Clouds are divided into four basic forms (cirro-form, strato-form, cumulo-form and nimbo-form) at three basic levels (low, middle and high) in the atmosphere. Many locations may experience all of these different types of clouds daily. The students will become better observers of the sky by recording the different cloud types at various times daily.
|TOTAL TIME||5 minutes for each observation.|
|SUPPLIES||Scissors; Brass fasteners|
|PRINTED/AV MATERIAL||Access to the paper version of the NOAA Cloudwise Chart or the online version; Cloud observing form; CloudSpotter wheel|
If possible, plan this lesson within four days of an upcoming cold front. This will help maximize the variety of clouds the students will observe.
|SAFETY FOCUS||Foggy Weather Safety|
- Have the students make their CloudSpotter wheel by cutting along all dotted lines.
- Fasten the two wheels together using a brass fastener.
- Show the students how to use the wheel, the NWS Cloud Chart or the online version of the Cloud Chart to determine the types of clouds they observe.
- Record cloud observation onto the Cloud Observation Form.
- Have the students repeat the cloud observation procedure again at home this evening and to make their observations as close to the same time as possible.
- Repeat for four days.
Identifying clouds can be difficult at first. Have the students make their best effort in identifying the predominate cloud(s). Discuss any changes in the cloud type between the daytime observation at school and the evening observation at home.
Discuss how the types of clouds change during the week, especially if a front passes your location.
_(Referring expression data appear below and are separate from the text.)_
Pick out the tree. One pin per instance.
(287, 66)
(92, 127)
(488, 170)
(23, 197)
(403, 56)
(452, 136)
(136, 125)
Discuss how we can look at the clouds to help forecast the weather.
Building a Weather-Ready Nation
Fog is basically a cloud on the ground. It does not matter if you are at sea level or on top of a mountain - if there is a cloud at your local ground level, then it is called fog. Some places are known for their persistent foggy weather such as the Pacific Coast, Appalachian highland region, and New England.
The foggiest spot in the U.S. is Cape Disappointment, Washington, where it's foggy for an average of 2,556 hours per year (107 days). Avoid an accident by following these defensive driving tips when it's foggy:
- Avoid driving in heavy fog if possible. If you encounter foggy or misty conditions, find a safe place to park the vehicle, and wait until visibility improves before driving again.
- Maintain a safe stopping distance during reduced visibility by reducing speed so you can stop safely within the distance you can see.
- Use low-beam lights. In fog, high beams reflect back to the driver, actually reducing visibility further.
- If visibility is extremely poor, you must pull off the road and park in an area as far away from traffic as possible.